Speaker
Description
The next generation of Ring Imaging Cherenkov (RICH) detectors imposes stringent requirements on photon detection technologies.
Silicon Photo-Multipliers (present on the market with different brand names, including SiPM and MPPC), offering
high photon detection efficiency ($\gtrsim 0.5$) in the near-UV,
fine granularity down to one mm pixel size,
excellent timing performance of the order of tens of ps,
extensive flexibility in the design with mechanical robustness and
relatively cheap costs,
have emerged as the solution.
However, their integration into large-scale RICH systems requires attention to dark count rate, which can be influenced by various factors such as irradiation and operating temperature. Mitigating this effect requires a combination of shielding, annealing, and cooling, with the specific approach depending on the experimental environment.
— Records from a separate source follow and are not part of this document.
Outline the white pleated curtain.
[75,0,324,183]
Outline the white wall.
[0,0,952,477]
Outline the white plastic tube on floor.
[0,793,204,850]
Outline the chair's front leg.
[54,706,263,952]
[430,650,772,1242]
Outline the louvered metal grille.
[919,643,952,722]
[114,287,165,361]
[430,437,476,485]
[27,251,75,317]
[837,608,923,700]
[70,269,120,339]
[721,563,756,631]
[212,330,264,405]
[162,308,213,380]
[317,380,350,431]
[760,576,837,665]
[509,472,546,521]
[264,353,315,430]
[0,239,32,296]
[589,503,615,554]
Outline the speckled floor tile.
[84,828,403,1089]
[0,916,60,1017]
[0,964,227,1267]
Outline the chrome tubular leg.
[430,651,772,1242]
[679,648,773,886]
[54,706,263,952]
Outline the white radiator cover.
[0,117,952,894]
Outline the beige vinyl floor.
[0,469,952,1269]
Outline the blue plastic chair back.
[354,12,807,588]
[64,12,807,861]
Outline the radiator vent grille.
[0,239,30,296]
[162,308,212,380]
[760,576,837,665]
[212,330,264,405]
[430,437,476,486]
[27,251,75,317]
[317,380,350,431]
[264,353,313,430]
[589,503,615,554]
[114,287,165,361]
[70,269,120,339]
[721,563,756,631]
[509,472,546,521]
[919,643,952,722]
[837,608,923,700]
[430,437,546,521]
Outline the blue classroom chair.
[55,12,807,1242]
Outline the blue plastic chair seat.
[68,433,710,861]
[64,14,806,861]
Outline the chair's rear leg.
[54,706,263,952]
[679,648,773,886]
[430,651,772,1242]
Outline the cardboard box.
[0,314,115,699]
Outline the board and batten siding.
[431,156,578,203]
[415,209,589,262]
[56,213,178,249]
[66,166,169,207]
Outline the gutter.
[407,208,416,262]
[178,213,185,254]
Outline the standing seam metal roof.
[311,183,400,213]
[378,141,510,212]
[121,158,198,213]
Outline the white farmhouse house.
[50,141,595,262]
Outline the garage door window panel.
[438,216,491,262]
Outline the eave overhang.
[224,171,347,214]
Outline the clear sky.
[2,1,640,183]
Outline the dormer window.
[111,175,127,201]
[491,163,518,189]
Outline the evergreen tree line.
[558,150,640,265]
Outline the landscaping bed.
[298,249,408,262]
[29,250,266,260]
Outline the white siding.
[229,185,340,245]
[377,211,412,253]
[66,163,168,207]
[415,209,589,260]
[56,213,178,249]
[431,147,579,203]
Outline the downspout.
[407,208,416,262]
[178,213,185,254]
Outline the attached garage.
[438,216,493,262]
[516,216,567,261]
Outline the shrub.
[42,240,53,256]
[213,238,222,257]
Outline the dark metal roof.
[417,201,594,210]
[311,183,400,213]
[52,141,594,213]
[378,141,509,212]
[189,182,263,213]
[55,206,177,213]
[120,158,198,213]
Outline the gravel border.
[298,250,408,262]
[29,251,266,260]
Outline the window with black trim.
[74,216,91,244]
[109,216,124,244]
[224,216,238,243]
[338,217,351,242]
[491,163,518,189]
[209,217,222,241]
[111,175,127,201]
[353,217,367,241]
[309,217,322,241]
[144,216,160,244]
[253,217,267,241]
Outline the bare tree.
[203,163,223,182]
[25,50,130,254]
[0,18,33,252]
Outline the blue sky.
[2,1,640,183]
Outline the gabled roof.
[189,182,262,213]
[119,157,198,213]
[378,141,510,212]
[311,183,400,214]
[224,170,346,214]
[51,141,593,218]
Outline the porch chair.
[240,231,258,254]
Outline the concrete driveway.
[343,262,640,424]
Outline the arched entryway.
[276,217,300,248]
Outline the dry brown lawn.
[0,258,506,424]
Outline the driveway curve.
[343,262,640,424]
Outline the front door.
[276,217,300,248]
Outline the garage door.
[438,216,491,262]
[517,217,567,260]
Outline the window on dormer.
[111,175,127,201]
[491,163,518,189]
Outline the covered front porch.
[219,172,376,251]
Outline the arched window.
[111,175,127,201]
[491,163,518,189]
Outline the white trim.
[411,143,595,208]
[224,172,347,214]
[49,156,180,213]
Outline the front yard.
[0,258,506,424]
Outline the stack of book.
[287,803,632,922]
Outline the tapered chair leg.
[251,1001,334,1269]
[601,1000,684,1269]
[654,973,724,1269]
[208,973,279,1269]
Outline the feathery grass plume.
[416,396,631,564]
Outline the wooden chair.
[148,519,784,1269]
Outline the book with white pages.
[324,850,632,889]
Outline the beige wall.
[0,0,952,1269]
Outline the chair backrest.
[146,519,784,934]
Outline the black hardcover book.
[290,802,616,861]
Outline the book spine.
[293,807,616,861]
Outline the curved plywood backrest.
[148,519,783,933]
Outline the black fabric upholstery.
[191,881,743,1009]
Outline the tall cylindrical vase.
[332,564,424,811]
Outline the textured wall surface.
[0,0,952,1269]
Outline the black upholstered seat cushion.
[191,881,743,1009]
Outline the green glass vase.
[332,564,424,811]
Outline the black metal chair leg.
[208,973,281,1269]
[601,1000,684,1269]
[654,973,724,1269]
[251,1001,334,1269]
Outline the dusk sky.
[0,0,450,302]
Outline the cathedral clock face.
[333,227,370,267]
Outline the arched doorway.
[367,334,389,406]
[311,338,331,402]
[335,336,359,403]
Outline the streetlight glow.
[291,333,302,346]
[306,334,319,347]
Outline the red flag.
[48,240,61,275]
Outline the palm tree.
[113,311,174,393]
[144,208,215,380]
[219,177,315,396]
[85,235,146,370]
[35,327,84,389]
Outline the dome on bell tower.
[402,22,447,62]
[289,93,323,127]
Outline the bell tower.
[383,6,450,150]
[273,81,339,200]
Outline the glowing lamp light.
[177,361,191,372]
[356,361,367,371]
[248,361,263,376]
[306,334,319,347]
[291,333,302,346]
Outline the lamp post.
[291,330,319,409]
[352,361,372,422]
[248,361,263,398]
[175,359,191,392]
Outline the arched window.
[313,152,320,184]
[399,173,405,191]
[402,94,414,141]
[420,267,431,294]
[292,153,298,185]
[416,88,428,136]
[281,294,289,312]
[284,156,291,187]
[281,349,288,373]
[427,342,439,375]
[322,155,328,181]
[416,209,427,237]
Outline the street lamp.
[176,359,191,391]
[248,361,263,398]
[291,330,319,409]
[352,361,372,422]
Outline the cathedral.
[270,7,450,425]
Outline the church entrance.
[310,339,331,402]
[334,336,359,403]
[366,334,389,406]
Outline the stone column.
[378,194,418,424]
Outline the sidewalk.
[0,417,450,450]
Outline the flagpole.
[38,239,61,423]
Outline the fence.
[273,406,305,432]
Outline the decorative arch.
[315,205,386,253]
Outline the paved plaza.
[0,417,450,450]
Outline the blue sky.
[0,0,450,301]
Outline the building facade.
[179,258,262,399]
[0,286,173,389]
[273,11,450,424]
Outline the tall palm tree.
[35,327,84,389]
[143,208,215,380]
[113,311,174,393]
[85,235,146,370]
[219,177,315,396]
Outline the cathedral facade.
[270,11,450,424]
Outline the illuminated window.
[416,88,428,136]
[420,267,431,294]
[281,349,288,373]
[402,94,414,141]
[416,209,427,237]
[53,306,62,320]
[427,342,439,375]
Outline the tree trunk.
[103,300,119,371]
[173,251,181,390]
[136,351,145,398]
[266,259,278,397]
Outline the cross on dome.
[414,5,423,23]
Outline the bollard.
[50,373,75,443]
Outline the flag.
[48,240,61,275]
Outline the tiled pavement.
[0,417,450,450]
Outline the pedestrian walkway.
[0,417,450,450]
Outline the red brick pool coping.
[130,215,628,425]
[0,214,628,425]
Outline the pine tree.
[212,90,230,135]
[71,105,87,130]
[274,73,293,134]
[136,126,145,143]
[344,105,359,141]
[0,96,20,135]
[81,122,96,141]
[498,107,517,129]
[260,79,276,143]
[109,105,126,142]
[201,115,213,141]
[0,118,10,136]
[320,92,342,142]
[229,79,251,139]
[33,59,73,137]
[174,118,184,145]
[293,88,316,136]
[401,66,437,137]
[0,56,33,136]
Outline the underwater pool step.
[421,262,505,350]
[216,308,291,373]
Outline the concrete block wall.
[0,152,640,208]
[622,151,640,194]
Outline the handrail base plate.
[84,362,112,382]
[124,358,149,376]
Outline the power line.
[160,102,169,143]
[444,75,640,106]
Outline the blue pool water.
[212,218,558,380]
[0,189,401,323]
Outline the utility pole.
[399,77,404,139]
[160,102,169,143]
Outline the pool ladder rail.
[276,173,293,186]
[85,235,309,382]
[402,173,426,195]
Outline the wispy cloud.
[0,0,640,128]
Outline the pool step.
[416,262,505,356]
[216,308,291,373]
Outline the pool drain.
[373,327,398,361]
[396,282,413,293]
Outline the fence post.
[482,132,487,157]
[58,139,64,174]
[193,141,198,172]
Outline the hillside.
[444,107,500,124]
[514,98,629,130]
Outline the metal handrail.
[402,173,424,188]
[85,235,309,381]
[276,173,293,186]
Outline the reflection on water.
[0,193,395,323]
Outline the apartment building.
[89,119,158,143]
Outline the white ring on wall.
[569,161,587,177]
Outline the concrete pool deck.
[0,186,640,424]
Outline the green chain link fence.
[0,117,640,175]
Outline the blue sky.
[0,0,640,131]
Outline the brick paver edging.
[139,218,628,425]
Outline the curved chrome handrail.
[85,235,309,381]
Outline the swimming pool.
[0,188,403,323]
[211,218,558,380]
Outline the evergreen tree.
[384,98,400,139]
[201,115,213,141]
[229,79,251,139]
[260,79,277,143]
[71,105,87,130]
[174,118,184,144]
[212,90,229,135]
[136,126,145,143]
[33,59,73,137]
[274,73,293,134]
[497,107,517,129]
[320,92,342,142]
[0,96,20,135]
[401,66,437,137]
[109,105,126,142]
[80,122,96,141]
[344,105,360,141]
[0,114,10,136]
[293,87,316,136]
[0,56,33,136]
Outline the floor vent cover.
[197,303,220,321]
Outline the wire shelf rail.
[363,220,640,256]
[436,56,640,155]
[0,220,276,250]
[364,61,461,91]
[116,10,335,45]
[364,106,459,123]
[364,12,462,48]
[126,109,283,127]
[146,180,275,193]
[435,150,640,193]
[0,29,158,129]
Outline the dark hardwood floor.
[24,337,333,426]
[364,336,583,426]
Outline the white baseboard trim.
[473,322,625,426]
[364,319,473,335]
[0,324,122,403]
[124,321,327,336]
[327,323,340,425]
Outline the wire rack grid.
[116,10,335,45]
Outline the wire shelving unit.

We present the design and development of a compact, integrated housing module for SiPM arrays that combines mechanical support, active thermal management, and readout electronics into a scalable autonomous unit.
Building upon the modular Elementary Cell (EC) concept adopted in the LHCb RICH Upgrade I, the new solution is tailored to meet the demanding requirements of future Cherenkov detectors.
Different active cooling strategies are being explored. The most promising approach employs a multilayer ceramic PCB substrate with embedded fluidic channels for cooling, offering excellent thermal conductivity, mechanical robustness, and high-density signal routing within a compact footprint.
We will present results from validation studies, including thermal simulations and functional tests, demonstrating the system’s ability to maintain the SiPMs at operating temperatures well below $0\,^\circ\mathrm{C}$, thereby suppressing dark count rate while preserving signal integrity.
This development represents a significant step toward the large-scale deployment of high-density, low-noise SiPM arrays in next-generation Cherenkov detectors, and provides a concrete path toward future 2.5D and 3D integration of sensors, electronics and cooling into a unified, compact architecture.